Little bit of Bahia in São Paulo, Pão de Festa, São Paulo

What is Bahia? Well, it is more like, where is Bahia?

Bahia is a north-eastern state in Brazil bordering the Atlantic Ocean. Many travel blogs, such as Condé Nest, will argue that Bahia has some of the best beaches in Brazil. I would agree with that statement as I was fortunate to visit the area when I was younger, and I have fond memories of the beautiful coastline and the flavor-packed food.

State of Bahia

State of Bahia


The Bahian cuisine is a legacy of the Afro-Brazilian culture, where the African slaves would combine the use of local ingredients with traditions from home. Bahian dishes are often based on a foundation of; coconut cream, ginger, coriander, shrimp, spicy peppers, and dende oil. Dende oil is made from the reddish pulp of the fruit from the oil palms, such as the African oil palm Elaeis guineensis.

Oil Palm

Oil Palm


Oil Palm Fruit

Oil Palm Fruit


Now that the background is complete lets get to the our meal at Pão de Festa!

Pão de Festa is a small unassuming restaurant in São Paulo. The walls were brightly colored with Bahian-inspired decor. But aside from the bright decor the restaurant was modest in size and grandeur. If it wasn’t for the metropolitan background, this restaurant could easily be found in a sleepy fish-town of Bahia.

When we arrived, there was a large group monopolizing most of the tables, but luckily we were able to grab a table for the 5 of us. Grace, my step-mother, knows the owner and the cuisine, so she was in charge of ordering.

Guess what got ordered first??

Caipirinha and beer 🙂


Then we started with Acarajé. They look like hushpuppies, but instead of cornmeal they are made from pealed black eyes peas and fried in none other than DENDE OIL. The acarajé is served with vatapá, tomato salad, and dried shrimp. Vatapá, texturally, reminded me a refried beans, but the flavor was totally different. Think subtle, salty, and creamy. It is made from bread, shrimp, coconut milk, finely ground peanuts, and dende oil mashed into a creamy paste.  I was told the best way to eat acarajé is to cut in in half and assemble it with the toppings. Did I eat the dried shrimp? No. Should I have? Yes. I try to live under the motto of “eat everything”, but sometimes I lack the courage to try something outside my comfort zone.
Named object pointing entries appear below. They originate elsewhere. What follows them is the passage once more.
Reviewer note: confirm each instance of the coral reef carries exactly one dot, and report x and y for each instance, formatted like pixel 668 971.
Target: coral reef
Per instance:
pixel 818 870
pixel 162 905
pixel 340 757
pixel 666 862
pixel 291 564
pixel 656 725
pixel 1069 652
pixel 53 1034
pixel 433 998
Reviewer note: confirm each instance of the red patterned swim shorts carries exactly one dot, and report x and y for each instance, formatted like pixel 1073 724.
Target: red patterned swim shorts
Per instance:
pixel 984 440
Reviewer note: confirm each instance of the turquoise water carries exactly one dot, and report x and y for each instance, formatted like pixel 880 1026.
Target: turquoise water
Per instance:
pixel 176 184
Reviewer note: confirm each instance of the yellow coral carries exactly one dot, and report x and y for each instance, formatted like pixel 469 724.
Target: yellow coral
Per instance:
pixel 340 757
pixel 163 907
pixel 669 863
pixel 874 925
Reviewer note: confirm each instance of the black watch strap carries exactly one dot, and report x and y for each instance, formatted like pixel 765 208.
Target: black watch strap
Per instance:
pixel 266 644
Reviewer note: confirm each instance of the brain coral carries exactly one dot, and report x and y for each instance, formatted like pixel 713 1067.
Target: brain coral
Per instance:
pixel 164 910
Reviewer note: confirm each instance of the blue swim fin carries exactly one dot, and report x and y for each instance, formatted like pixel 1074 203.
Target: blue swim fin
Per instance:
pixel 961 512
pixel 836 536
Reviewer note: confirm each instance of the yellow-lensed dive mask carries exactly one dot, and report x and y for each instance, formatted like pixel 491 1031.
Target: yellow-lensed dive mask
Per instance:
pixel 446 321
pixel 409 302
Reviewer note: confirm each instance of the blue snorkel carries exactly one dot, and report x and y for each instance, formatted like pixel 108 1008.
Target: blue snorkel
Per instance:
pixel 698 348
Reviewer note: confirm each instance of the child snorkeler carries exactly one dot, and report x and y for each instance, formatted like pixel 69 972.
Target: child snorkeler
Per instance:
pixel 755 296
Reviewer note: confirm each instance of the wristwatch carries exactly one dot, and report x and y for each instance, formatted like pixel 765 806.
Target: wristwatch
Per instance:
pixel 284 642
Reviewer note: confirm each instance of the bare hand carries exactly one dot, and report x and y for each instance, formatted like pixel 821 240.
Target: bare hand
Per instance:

While we were still munching on the acarajé, the Carne de Sol arrived (we had this at Mocotó as well). Once again, the dish fell victim to my stomach and hunger before I remembered to snap a photo, oops. I didn’t manage to get one of Dad finishing his, hence the somewhat blurry photo. The meat was salty with a crunchy caramelized exterior, while the sautéed onions added crunch and a little bit of sweetness.

I need to mention the two hot sauces that accompanied this meal (picture below). You would think the green one would be more mild as compared to the red one, right?!? BUT NO! The green one WAS SO SPICY. It caught my poor grandmother off guard and she was coughing for a couple minutes. Just a warning, know you spice tolerance and proceed cautiously!




Still hungry, we ordered a traditional Bahian dish Moqueca. I didn’t know until the dish arrived, but they had ordered Moqueca with siri mole.

Siri mole = soft shell crab

I am not going to lie I was super nervous to try this dish. Soft shell crab definitely scares me. The idea of eating everything, freaks me out! It is like eating a spider, creepy.



But I am SO glad that I tried this, because it was SO good! Moqueca may look like a curry, but that is just the dende oil giving it the vibrant yellow color. The stew is made with coconut milk, tomatoes,onion, garlic, and coriander . I cut everything up really tiny, because I am werid and the legs were freaking me out, and ate it along with rice and farofa (manioc flour with dende oil). The rice and farofa are essential because they soak up the delicious stew broth. This stew is by no means heavy, the coconut milk and tomatoes keep it light, while the dende oil, spicy peppers, and coriander pack a punch of flavor.


As you can tell we thoroughly enjoyed everything!


So, If you are in São Paulo and can’t make it up to Bahia, stop by Pão de Festa for some traditional coastal food within the heart of a metropolitan city.



Love always, Arianna the Wandering Pipette


Click photos for website source! 🙂

4 thoughts on “Little bit of Bahia in São Paulo, Pão de Festa, São Paulo

  1. Plain and simply the best Bahian food spot in Sao Paulo!

    Relaxed atmosphere (hey, it´s basically a garage and a living room) with honest prices.
    You may even get lucky and chat with Carlos and Suely, the friendly owners.

    Go for it.

  2. I live in Bahia and when in São Paulo, love going to Pão de Festa, not only to eat its delicious, perfect food, but also to enjoy its casual and cozy ambiance. The small breads they cook are divine, too!